I'm sure I'll have more to say about this after I’ve had dived deeper into this remarkable manifesto - I haven’t read the book itself yet. But this whole concept has already been transformative for me, and at one point in the podcast, Taylor and Brown tackle the exact question I raised in my Fat Transmasculinity post.
How can we strike a balance between celebrating bodily autonomy - essentially, the idea that I can do whatever the hell I like with my own body and it’s nobody else’s business - and creating a society where we don't need to change our bodies to be happy? If you want plastic surgery, it's your body and you can do what you like - but wait, isn't it more radical to imagine a world where we weren't taught to feel ashamed of our bodies? Gender-affirming surgery is a wonderful thing - but don't we also want to move towards a society where our gender doesn't have to depend on the way we look?
Taylor and Brown propose that what really matters in these decisions of the body is why. Pretty much any choice about your body can be made for a good reason, or for a bad one. You can make a decision based on shame, or you can make a decision based on love. If you decide to stop eating some particular food because you hate your body and want to be thinner, you're trying to climb the fatphobic ladder and reinforcing it in the process. But if you stop that same food because it makes you feel sick and your body feels better without it, that’s an act of self-love. It’s about the 'why', not the 'what'.

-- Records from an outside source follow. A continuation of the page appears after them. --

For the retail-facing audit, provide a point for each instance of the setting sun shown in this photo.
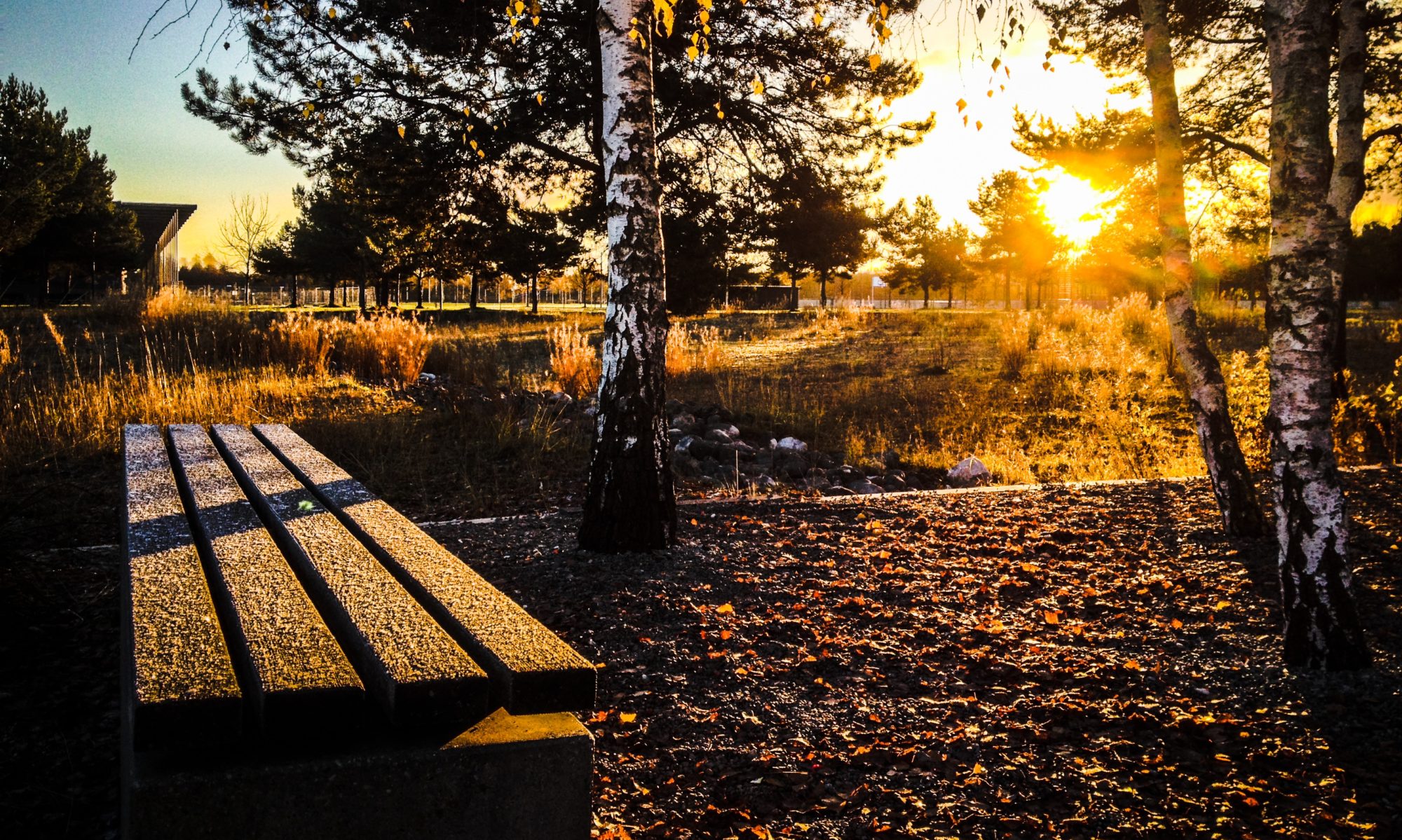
(1075, 207)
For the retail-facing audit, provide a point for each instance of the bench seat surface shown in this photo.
(294, 661)
(326, 594)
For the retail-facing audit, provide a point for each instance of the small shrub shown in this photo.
(1135, 315)
(302, 342)
(1016, 347)
(1069, 318)
(573, 360)
(179, 319)
(468, 362)
(1248, 394)
(383, 347)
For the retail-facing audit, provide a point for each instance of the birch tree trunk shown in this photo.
(1206, 388)
(1348, 181)
(630, 503)
(1321, 619)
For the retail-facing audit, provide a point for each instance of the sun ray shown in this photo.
(1075, 207)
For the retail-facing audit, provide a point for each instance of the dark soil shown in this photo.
(1089, 661)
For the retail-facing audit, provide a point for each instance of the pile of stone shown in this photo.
(714, 448)
(710, 450)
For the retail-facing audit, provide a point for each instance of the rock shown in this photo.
(703, 448)
(721, 436)
(686, 467)
(971, 471)
(790, 467)
(762, 482)
(846, 475)
(741, 448)
(894, 483)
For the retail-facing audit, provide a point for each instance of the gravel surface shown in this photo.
(1059, 663)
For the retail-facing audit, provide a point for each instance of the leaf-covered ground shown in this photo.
(1063, 663)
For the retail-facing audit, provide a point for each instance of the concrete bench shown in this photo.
(302, 661)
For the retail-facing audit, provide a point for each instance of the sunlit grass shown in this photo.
(1068, 394)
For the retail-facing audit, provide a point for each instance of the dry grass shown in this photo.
(302, 343)
(1091, 395)
(573, 360)
(383, 347)
(693, 350)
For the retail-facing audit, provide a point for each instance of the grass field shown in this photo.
(1068, 394)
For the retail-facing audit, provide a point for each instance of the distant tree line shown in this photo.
(60, 228)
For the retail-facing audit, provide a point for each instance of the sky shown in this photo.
(78, 52)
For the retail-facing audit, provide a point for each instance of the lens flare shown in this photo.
(1073, 206)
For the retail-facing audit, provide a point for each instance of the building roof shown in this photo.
(152, 219)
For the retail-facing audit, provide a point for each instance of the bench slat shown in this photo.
(299, 678)
(533, 670)
(182, 681)
(407, 661)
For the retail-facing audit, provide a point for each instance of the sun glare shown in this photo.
(1073, 206)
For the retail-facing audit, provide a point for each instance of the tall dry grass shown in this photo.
(383, 347)
(302, 343)
(699, 350)
(573, 360)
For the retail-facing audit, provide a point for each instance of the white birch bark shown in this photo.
(1321, 619)
(1206, 388)
(630, 503)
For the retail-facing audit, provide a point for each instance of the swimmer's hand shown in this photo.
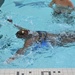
(10, 60)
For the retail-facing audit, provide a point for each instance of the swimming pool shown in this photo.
(34, 15)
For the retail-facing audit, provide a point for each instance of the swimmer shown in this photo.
(32, 37)
(62, 6)
(1, 3)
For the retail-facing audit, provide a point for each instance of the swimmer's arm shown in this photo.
(51, 3)
(18, 27)
(20, 51)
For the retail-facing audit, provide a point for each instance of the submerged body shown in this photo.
(32, 37)
(62, 6)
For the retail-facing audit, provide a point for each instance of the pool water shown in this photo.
(34, 15)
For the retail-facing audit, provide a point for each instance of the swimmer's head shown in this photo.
(22, 34)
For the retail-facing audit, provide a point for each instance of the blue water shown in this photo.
(34, 15)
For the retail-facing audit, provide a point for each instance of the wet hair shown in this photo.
(22, 34)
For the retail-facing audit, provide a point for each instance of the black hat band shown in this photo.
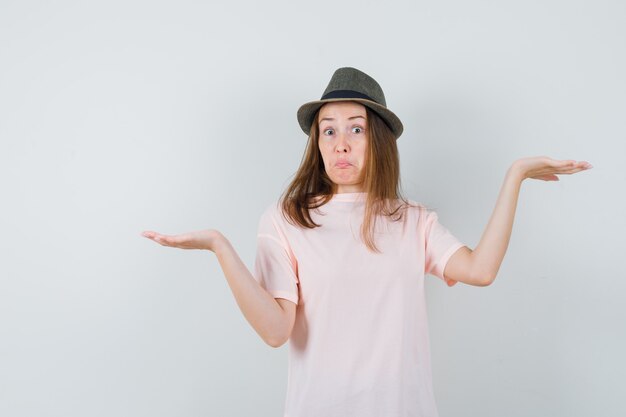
(346, 94)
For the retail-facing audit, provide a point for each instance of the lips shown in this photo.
(342, 164)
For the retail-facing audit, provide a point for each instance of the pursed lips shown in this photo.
(343, 164)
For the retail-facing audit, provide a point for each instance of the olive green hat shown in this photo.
(351, 84)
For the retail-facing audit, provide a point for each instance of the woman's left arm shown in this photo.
(480, 266)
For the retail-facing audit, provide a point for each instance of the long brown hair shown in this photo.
(312, 188)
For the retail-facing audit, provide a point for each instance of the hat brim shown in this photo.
(307, 111)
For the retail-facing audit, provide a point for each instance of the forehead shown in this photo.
(342, 109)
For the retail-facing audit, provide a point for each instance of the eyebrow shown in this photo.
(349, 118)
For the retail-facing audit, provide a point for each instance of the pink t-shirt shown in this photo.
(360, 344)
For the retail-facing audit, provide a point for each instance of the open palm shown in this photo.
(546, 168)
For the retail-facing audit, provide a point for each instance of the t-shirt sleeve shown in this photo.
(440, 246)
(275, 266)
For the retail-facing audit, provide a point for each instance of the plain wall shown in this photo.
(123, 116)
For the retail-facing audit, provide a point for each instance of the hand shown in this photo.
(201, 239)
(546, 168)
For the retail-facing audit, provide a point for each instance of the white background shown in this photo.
(123, 116)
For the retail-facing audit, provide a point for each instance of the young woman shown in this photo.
(342, 256)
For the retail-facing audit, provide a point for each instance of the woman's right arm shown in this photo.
(271, 318)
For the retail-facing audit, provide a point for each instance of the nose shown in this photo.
(342, 143)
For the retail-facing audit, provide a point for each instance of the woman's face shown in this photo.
(343, 140)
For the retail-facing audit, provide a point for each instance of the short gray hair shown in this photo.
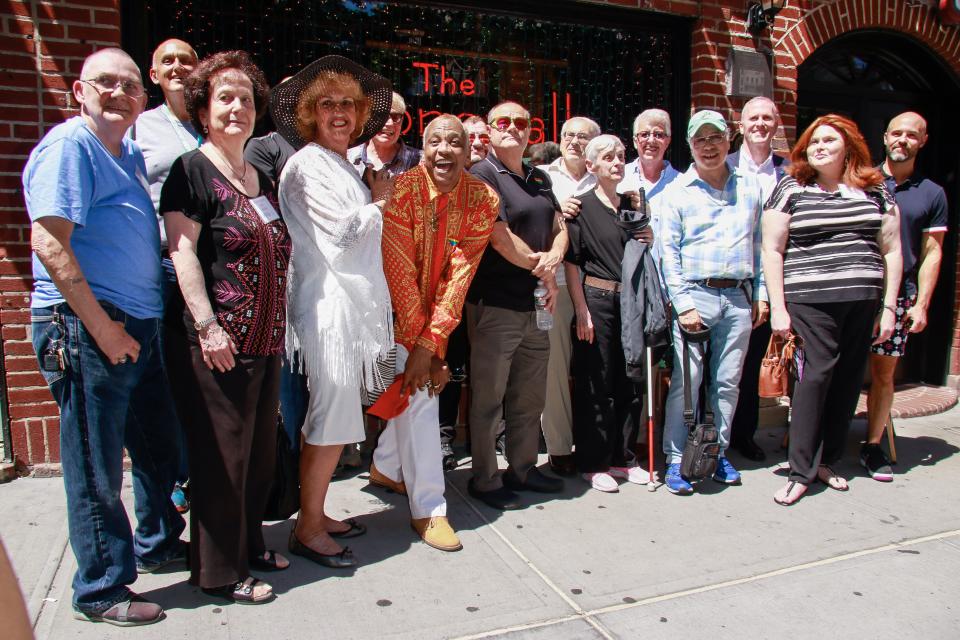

I’ve actually done this very thing recently. I started eating less of a particular food, because I realised it was making me feel sluggish and lethargic. Since I made the change I’m feeling much more energetic and good in myself. This probably sounds like a tiny thing to a lot of people, but for me it’s huge. Apart from the decision to become vegan a few years ago, which was motivated by reasons that had nothing to do with my body, it's the first time I've consciously chosen to eat less of something for my own sake, not out of self-shame and self-hatred, but instead out of self-love and self-care.
I’m proud of myself for that. And I’m excited to take this model and apply it to my thinking about how I want to express my gender identity in the future: to make any decisions not from a place of disliking my body, but from a place of loving it and wanting to serve it as best I can. I can already feel this opening up space for me to get in touch with what I truly want without reference to how it compares to anyone else. Whatever choices I make regarding medical transition, I've made a commitment to myself that they won't be fuelled by me comparing myself to other people. Because comparison, I realise now, is the ladder.